Saturday, June 16, 2012

Tax on IE7 users

A couple of days ago, I came across a very interesting piece of news on Gizmodo. Apparently, an Australian online retailer,, has decided to charge a 6.8% tax on customers using Internet Explorer 7. As a web developer myself, I can understand the theory behind this tax.

When designing websites, the developer needs to make sure the user experience is the same for all browsers. For this, generally, I load the website on different browsers to make sure before I launch it. The majority of errors occur on old versions of Internet Explorer. The older the version, the more distorted the website gets! To rectify those errors, a lot of time and effort goes into making sure the user experience is seamless. So if I had a choice, I would completely exclude testing and developing for Internet Explorer. It would use up less time and effort, and end up costing the client less amount of money.

Therefore, if the client has to pay extra to make sure the customers using old versions of IE get the same experience as everyone else, it makes sense to pass the extra costs to those customers. This extra amount should not be equally passed on to all customers. It should be specifically charged to those for whom this extra expense is being made.

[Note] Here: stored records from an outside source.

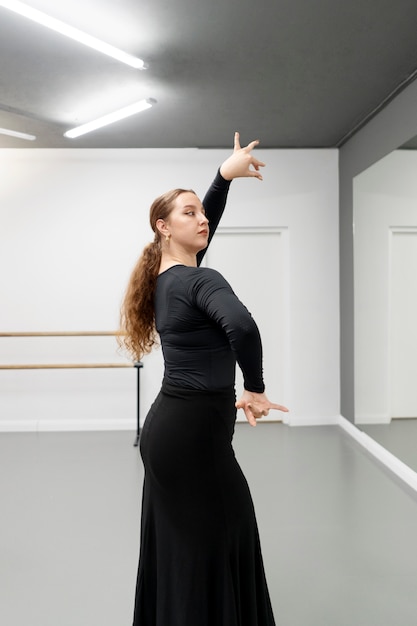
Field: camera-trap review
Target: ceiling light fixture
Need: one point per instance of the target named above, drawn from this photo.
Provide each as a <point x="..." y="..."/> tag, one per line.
<point x="137" y="107"/>
<point x="73" y="33"/>
<point x="15" y="133"/>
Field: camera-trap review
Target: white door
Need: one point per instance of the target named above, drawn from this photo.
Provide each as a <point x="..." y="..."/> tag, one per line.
<point x="403" y="297"/>
<point x="255" y="263"/>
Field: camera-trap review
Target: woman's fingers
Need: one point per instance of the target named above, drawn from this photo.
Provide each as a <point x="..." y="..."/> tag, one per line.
<point x="279" y="407"/>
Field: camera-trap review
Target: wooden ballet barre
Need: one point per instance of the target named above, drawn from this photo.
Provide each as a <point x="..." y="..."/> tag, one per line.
<point x="85" y="333"/>
<point x="53" y="366"/>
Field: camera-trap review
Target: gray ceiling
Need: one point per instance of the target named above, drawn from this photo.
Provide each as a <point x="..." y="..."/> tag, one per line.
<point x="293" y="73"/>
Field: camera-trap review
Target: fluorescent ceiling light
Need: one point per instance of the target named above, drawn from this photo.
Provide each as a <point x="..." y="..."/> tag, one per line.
<point x="137" y="107"/>
<point x="15" y="133"/>
<point x="73" y="33"/>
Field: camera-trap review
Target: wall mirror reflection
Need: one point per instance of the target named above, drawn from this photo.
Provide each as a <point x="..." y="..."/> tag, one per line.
<point x="385" y="283"/>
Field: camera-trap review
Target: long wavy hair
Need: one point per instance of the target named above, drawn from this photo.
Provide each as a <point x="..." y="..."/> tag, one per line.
<point x="137" y="314"/>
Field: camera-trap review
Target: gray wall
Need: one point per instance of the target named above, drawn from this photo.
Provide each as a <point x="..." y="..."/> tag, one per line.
<point x="392" y="127"/>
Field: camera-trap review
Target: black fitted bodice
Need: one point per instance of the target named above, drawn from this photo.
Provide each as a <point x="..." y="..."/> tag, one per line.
<point x="203" y="327"/>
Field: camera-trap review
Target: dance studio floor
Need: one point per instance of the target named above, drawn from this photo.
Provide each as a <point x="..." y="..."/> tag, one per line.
<point x="338" y="530"/>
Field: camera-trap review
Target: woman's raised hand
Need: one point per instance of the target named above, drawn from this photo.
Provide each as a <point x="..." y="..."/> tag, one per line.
<point x="256" y="405"/>
<point x="242" y="163"/>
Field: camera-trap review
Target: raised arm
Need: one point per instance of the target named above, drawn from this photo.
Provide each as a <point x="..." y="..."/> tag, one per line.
<point x="240" y="164"/>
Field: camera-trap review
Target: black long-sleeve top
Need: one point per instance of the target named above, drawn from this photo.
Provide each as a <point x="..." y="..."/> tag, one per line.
<point x="203" y="327"/>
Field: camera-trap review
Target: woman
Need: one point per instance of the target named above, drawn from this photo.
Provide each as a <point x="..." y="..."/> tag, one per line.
<point x="200" y="559"/>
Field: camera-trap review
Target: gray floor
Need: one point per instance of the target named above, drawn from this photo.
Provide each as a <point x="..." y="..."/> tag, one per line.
<point x="399" y="437"/>
<point x="338" y="531"/>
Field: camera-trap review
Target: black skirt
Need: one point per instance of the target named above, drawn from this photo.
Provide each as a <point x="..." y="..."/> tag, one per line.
<point x="200" y="557"/>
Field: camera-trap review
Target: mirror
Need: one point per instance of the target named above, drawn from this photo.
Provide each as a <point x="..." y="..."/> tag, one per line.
<point x="385" y="288"/>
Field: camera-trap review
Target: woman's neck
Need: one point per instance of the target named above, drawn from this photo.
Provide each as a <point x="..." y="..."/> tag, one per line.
<point x="169" y="259"/>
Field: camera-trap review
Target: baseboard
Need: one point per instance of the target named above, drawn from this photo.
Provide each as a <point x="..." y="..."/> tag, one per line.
<point x="65" y="425"/>
<point x="371" y="418"/>
<point x="400" y="469"/>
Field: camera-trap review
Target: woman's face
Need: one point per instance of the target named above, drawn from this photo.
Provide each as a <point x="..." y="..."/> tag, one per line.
<point x="187" y="224"/>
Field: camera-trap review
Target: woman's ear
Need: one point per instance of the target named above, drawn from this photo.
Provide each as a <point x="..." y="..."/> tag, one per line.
<point x="162" y="227"/>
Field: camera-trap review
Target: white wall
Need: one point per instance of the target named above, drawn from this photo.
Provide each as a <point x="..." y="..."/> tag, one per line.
<point x="393" y="126"/>
<point x="384" y="198"/>
<point x="73" y="223"/>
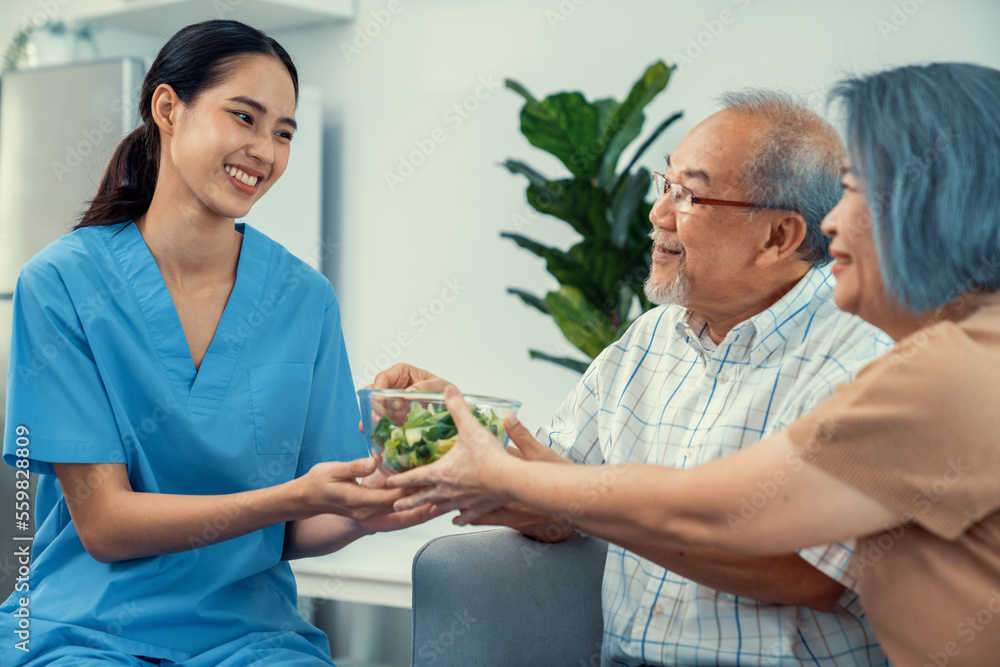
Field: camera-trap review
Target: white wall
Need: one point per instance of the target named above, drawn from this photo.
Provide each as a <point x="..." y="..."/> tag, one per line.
<point x="396" y="249"/>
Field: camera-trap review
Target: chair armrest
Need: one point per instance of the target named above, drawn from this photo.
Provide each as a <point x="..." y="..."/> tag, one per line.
<point x="499" y="598"/>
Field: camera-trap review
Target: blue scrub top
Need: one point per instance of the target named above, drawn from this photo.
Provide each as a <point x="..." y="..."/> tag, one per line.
<point x="101" y="372"/>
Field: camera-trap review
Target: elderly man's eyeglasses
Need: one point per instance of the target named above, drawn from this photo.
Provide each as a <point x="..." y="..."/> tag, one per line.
<point x="684" y="200"/>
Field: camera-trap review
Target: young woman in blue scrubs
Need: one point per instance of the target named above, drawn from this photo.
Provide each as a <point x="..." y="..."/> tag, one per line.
<point x="180" y="383"/>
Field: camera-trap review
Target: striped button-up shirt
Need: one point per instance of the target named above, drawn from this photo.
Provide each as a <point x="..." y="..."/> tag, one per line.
<point x="665" y="394"/>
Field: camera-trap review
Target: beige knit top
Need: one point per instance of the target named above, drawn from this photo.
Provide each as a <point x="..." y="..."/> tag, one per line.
<point x="919" y="431"/>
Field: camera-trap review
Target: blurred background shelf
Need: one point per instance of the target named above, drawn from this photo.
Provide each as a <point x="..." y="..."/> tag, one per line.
<point x="164" y="17"/>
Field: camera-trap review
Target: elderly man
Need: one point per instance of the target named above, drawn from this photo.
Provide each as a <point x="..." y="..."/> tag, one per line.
<point x="747" y="340"/>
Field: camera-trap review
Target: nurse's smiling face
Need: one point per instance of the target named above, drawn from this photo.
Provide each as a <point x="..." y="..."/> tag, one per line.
<point x="222" y="152"/>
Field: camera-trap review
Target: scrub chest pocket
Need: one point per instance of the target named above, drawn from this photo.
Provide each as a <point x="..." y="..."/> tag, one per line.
<point x="279" y="396"/>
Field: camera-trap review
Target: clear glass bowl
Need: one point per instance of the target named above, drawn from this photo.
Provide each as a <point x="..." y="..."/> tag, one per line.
<point x="406" y="429"/>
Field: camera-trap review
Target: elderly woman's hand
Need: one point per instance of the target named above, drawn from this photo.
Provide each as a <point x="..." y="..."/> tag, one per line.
<point x="467" y="477"/>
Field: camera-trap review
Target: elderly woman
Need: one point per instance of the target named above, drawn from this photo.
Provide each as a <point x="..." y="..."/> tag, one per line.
<point x="906" y="455"/>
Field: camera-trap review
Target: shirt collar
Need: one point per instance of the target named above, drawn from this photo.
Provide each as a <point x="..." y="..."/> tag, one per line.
<point x="768" y="329"/>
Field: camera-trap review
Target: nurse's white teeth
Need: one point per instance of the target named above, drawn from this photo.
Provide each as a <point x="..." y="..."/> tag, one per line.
<point x="241" y="176"/>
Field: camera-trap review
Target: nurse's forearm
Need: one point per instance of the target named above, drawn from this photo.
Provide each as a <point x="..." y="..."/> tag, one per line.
<point x="319" y="535"/>
<point x="116" y="523"/>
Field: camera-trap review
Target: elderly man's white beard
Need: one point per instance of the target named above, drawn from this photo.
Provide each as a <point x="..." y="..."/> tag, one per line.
<point x="678" y="290"/>
<point x="674" y="293"/>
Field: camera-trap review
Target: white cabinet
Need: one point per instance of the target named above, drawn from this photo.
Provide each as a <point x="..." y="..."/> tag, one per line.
<point x="164" y="17"/>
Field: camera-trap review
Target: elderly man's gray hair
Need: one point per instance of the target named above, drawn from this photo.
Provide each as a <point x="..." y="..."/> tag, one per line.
<point x="798" y="166"/>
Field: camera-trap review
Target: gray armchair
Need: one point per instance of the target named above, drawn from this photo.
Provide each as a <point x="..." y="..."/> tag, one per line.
<point x="499" y="598"/>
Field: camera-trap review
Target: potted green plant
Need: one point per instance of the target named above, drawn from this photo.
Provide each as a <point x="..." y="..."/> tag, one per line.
<point x="601" y="277"/>
<point x="51" y="42"/>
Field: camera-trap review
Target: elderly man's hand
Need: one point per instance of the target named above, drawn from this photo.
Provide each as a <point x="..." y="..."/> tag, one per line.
<point x="461" y="479"/>
<point x="535" y="524"/>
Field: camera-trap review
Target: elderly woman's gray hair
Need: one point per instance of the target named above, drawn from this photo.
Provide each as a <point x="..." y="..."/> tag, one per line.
<point x="925" y="140"/>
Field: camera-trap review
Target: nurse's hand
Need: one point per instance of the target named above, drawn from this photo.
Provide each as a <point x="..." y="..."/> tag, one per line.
<point x="332" y="488"/>
<point x="465" y="477"/>
<point x="405" y="376"/>
<point x="393" y="520"/>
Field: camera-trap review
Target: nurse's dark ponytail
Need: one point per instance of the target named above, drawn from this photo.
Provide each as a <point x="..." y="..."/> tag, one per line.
<point x="198" y="57"/>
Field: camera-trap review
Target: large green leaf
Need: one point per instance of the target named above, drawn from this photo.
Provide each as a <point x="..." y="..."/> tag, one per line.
<point x="563" y="266"/>
<point x="626" y="123"/>
<point x="565" y="125"/>
<point x="584" y="326"/>
<point x="577" y="202"/>
<point x="602" y="275"/>
<point x="645" y="145"/>
<point x="625" y="205"/>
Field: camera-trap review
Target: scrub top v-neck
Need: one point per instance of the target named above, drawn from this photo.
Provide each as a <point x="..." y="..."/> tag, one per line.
<point x="101" y="372"/>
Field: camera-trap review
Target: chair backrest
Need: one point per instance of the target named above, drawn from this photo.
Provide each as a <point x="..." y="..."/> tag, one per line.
<point x="499" y="598"/>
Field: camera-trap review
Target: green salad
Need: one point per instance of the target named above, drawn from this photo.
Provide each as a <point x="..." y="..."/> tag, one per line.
<point x="426" y="436"/>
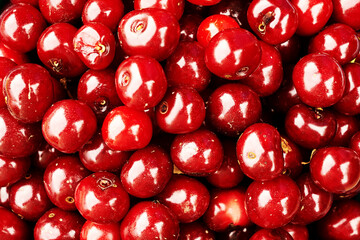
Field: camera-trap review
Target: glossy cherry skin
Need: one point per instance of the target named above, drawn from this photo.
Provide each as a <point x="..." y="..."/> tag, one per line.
<point x="96" y="231"/>
<point x="21" y="26"/>
<point x="229" y="174"/>
<point x="319" y="80"/>
<point x="61" y="11"/>
<point x="338" y="40"/>
<point x="147" y="172"/>
<point x="267" y="77"/>
<point x="233" y="107"/>
<point x="227" y="207"/>
<point x="147" y="216"/>
<point x="101" y="198"/>
<point x="310" y="128"/>
<point x="61" y="178"/>
<point x="151" y="32"/>
<point x="13" y="169"/>
<point x="28" y="89"/>
<point x="273" y="21"/>
<point x="12" y="227"/>
<point x="28" y="197"/>
<point x="18" y="139"/>
<point x="273" y="203"/>
<point x="186" y="67"/>
<point x="233" y="54"/>
<point x="140" y="82"/>
<point x="182" y="110"/>
<point x="259" y="152"/>
<point x="107" y="12"/>
<point x="341" y="223"/>
<point x="57" y="224"/>
<point x="126" y="129"/>
<point x="56" y="51"/>
<point x="312" y="16"/>
<point x="335" y="169"/>
<point x="68" y="125"/>
<point x="315" y="202"/>
<point x="186" y="197"/>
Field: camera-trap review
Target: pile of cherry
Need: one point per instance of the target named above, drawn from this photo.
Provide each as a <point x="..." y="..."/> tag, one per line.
<point x="174" y="119"/>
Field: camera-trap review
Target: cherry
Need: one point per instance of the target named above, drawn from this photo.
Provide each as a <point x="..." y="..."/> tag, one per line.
<point x="182" y="110"/>
<point x="147" y="172"/>
<point x="186" y="67"/>
<point x="226" y="208"/>
<point x="151" y="32"/>
<point x="154" y="219"/>
<point x="338" y="40"/>
<point x="273" y="21"/>
<point x="107" y="12"/>
<point x="140" y="82"/>
<point x="21" y="26"/>
<point x="126" y="129"/>
<point x="12" y="227"/>
<point x="335" y="169"/>
<point x="28" y="198"/>
<point x="310" y="128"/>
<point x="259" y="152"/>
<point x="13" y="169"/>
<point x="56" y="51"/>
<point x="233" y="54"/>
<point x="101" y="198"/>
<point x="57" y="224"/>
<point x="273" y="203"/>
<point x="68" y="125"/>
<point x="28" y="89"/>
<point x="186" y="197"/>
<point x="233" y="107"/>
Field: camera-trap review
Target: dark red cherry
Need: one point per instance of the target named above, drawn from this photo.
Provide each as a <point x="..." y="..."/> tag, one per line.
<point x="97" y="156"/>
<point x="18" y="139"/>
<point x="140" y="82"/>
<point x="319" y="80"/>
<point x="233" y="107"/>
<point x="12" y="227"/>
<point x="21" y="26"/>
<point x="28" y="89"/>
<point x="61" y="11"/>
<point x="101" y="198"/>
<point x="310" y="128"/>
<point x="13" y="169"/>
<point x="182" y="110"/>
<point x="147" y="172"/>
<point x="97" y="231"/>
<point x="107" y="12"/>
<point x="186" y="67"/>
<point x="342" y="222"/>
<point x="28" y="198"/>
<point x="315" y="202"/>
<point x="126" y="129"/>
<point x="56" y="51"/>
<point x="151" y="32"/>
<point x="68" y="125"/>
<point x="154" y="219"/>
<point x="186" y="197"/>
<point x="57" y="224"/>
<point x="226" y="208"/>
<point x="233" y="54"/>
<point x="273" y="21"/>
<point x="61" y="178"/>
<point x="259" y="152"/>
<point x="273" y="203"/>
<point x="335" y="169"/>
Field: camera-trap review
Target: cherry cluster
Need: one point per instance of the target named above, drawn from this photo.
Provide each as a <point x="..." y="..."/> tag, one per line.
<point x="180" y="119"/>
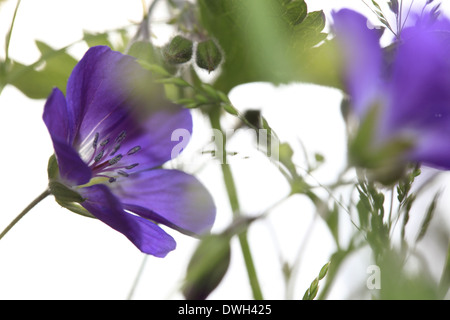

It is similar to the checked baggage policy being enforced by airlines. If a passenger checks in a bag, he is charged for that bag while a passenger who only uses a carry-on bag is exempt. In the same way, the extra expense incurred by a client for users of older versions of IE, should be incurred by the customers responsible for it.

Hopefully, this model of taxation will be followed by more retailers and it will cause more users to keep their browsers updated. In fact, I would personally prefer if users used Google Chrome, Mozilla Firefox, Safari or Opera, anything but Internet Explorer!